16 février 2025
L'Éditorial du 15 février 2025
«LE YALTA DES VOYOUS
Du 4 au 11 février 1945, Winston Churchill, Joseph Staline et Franklin D. Roosevelt se réunissent à Yalta, au bord de la mer Noire, en Crimée, afin de régler les problèmes posés par la défaite inéluctable des Allemands.
Aujourd’hui nous assistons à un phénomène similaire, une réunion certes moins formelle mais destinée à remodeler le monde en profondeur, avec des acteurs et une philosophie politique bien différente.
Des politiques qui n’en ont que le nom et sont en réalité de dangereux prédateurs, jugez-en :
· Poutine, un gangster parvenu au sommet du pouvoir, qui a éliminé physiquement ceux qui auraient pu entraver sa marche vers le poste suprême ; qui a muselé une population de 144 millions d’individus, dont il a fait tuer quelques centaines de milliers dans une guerre inique et sans fondement ; qui a mis le pays en coupe réglée économique en mettant la main sur toutes les richesses du pays, notamment le gaz et le pétrole, plaçant à la tête des compagnies nationales des complices à lui, appelés oligarques.
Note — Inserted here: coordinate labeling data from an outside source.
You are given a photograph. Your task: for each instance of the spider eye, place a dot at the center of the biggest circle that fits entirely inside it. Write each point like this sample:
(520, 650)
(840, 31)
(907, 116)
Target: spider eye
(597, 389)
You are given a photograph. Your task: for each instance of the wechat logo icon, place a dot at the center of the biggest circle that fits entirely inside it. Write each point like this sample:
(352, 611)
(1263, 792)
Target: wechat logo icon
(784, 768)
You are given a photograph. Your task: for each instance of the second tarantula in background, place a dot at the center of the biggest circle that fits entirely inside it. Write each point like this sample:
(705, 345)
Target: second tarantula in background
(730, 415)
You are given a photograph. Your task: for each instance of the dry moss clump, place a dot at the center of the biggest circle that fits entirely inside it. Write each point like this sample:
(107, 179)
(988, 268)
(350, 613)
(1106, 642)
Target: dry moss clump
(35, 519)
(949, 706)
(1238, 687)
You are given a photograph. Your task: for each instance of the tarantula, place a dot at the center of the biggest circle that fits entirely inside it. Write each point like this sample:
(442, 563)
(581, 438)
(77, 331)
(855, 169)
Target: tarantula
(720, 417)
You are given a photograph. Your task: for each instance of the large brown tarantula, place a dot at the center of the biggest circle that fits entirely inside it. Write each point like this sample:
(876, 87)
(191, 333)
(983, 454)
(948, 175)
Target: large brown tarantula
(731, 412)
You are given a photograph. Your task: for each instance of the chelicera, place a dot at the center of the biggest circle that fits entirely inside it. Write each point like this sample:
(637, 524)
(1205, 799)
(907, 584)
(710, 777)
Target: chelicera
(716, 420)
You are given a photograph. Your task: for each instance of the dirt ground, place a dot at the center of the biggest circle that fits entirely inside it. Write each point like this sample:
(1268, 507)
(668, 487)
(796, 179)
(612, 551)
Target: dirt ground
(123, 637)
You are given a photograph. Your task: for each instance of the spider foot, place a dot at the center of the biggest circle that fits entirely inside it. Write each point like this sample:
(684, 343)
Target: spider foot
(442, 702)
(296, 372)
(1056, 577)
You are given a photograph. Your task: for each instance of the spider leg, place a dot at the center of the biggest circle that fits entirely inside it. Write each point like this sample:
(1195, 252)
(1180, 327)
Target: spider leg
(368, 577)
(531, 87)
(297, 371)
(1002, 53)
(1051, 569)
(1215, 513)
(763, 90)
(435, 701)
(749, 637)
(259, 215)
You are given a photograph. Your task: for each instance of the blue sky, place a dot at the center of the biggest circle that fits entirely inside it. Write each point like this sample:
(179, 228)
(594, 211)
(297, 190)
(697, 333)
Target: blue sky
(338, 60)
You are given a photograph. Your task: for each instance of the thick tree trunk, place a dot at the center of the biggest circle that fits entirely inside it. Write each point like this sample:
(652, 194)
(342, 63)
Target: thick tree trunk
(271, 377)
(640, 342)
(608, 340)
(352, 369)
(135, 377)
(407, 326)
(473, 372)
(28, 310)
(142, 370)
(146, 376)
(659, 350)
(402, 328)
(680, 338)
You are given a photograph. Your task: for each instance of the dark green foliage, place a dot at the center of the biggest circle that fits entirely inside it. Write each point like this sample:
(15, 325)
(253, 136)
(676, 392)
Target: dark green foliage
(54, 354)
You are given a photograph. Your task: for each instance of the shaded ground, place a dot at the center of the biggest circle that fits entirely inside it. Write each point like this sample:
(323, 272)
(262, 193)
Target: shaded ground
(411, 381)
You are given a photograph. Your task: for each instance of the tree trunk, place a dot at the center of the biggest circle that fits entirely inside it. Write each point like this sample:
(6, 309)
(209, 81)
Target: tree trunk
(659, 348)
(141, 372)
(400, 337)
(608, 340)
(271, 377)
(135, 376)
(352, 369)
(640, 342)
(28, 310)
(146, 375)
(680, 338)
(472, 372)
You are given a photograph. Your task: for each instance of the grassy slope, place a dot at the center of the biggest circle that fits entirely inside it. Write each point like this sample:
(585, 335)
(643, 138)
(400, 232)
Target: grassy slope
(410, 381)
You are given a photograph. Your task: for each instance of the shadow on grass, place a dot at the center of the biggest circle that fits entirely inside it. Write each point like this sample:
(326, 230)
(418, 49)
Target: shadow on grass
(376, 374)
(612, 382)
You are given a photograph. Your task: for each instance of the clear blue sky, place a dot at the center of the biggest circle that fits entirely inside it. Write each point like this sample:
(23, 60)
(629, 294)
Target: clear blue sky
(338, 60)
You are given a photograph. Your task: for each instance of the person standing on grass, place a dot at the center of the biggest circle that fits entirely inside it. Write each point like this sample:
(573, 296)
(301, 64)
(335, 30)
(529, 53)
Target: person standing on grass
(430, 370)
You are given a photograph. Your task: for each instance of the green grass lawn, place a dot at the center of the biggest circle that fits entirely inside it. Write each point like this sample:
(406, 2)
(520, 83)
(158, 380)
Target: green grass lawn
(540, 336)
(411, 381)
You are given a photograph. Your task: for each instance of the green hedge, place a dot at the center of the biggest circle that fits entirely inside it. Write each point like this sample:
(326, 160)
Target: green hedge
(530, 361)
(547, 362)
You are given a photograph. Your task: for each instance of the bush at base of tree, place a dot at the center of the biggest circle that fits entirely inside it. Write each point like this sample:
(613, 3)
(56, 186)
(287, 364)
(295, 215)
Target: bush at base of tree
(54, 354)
Une mafia pure et simple. A surtout ne pas manquer sur ARTE la série documentaire de Jérôme Fritel et Marc Roche Oligarques, le gang de Poutine ; fouillée, documentée, précise, aussi instructive qu’inquiétante.
· Trump, que seule son élection a sauvé de la justice américaine, imprévisible, irrationnel, humainement méprisant, à l’évidence d’une grande inculture, affichant un programme extrême droitier à base de déclarations floues faites à l’emporte-pièce ; qui s’entoure d’individus fantasques et pour certains notoirement incompétents ; qui se prend pour le roi de la planète en se mêlant de tout ce qui s’y passe avec le projet d’y imposer ses vues ; qui entend instaurer avec tous les pays, amis ou concurrents, des rapports de force pour les soumettre à ses volontés ; qui veut démanteler les institutions de son pays afin qu’il n'y ait plus aucun frein au capitalisme débridé qu’il appelle de ses vœux ; et qui est entouré de chefs d’entreprises séduit par ce programme leur donnant carte blanche, pas encore vraiment des oligarques mais qui en prennent le chemin avec beaucoup d’enthousiasme.
Deux individus dont le seul but est de confisquer le pouvoir au service de leurs intérêts et qui vont s’entendre sur le dos de la Planète afin de mieux les servir. Lesquels passent pour l’un par un affaiblissement de la démocratie (Trump) et pour les deux par la brutalité, le bluff, l’organisation du désordre mondial, la prédation des ressources naturelles et humaines, le mépris pour la chose publique et le droit international, l’irresponsabilité, le déni des réalités, le courtermisme, l’indifférence aux souffrances des plus démunis. Des néolibéralistes mettant en avant la politique de l’offre, centrée sur les entreprises, la réduction drastique des dépenses sociales et le désengagement de l’État, selon les théories de Friedmann et de Hayek. Mais qui sont à présent débordés sur leur droite par des libertariens rejetant eux complétement l’intervention de l’État, vu comme une institution coercitive. Tels Musk et consorts qui veulent un état absent, toute la liberté possible, avec un seul mantra : tout pour la propriété privée. De quoi faire saliver notre Bernard Arnault national qui couine de rage à l’idée de voir ses impôts – forts modestes – augmenter !
Au moment où la Planète souffre des excès de ses habitants, de leur activité frénétique se traduisant par une chute de la biodiversité, une modification des climats, une pollution polymorphe, de fantastiques inégalités sociales et financières, voilà le Monde en butte à l’action délétère de gouvernants qui n’ont strictement rien à faire de ces problématiques pourtant largement existentielles pour l’espèce humaine. Ennemis de la solidarité entre les Hommes et les Peuples, ils les divisent à plaisir pour mieux les soumettre.
Et l’Europe me direz-vous ? Après des années de laisser-aller jouisseur, de dissensions chroniques, de stériles guerres de clochers, de torpeur satisfaite, elle parait bien démunie et prise de cours par ces prédateurs voyous. Elle se voit bousculée, marginalisée par des dictateurs qui la tiennent pour quantité négligeable. Il faut reconnaitre qu’elle l’a bien cherché. Si elle doit se ressaisir, exister, agir suivant ses valeurs et ses principes, c’est maintenant et tout de suite qu’elle doit le faire, sans attendre et avec fermeté face à ces gens manieurs d’esbrouffe et qui ne comprennent qu’un langage : celui de la force.
Elle en a les moyens. Mais le veut-elle ?
Jacques Lavergne, le 15 février 2025.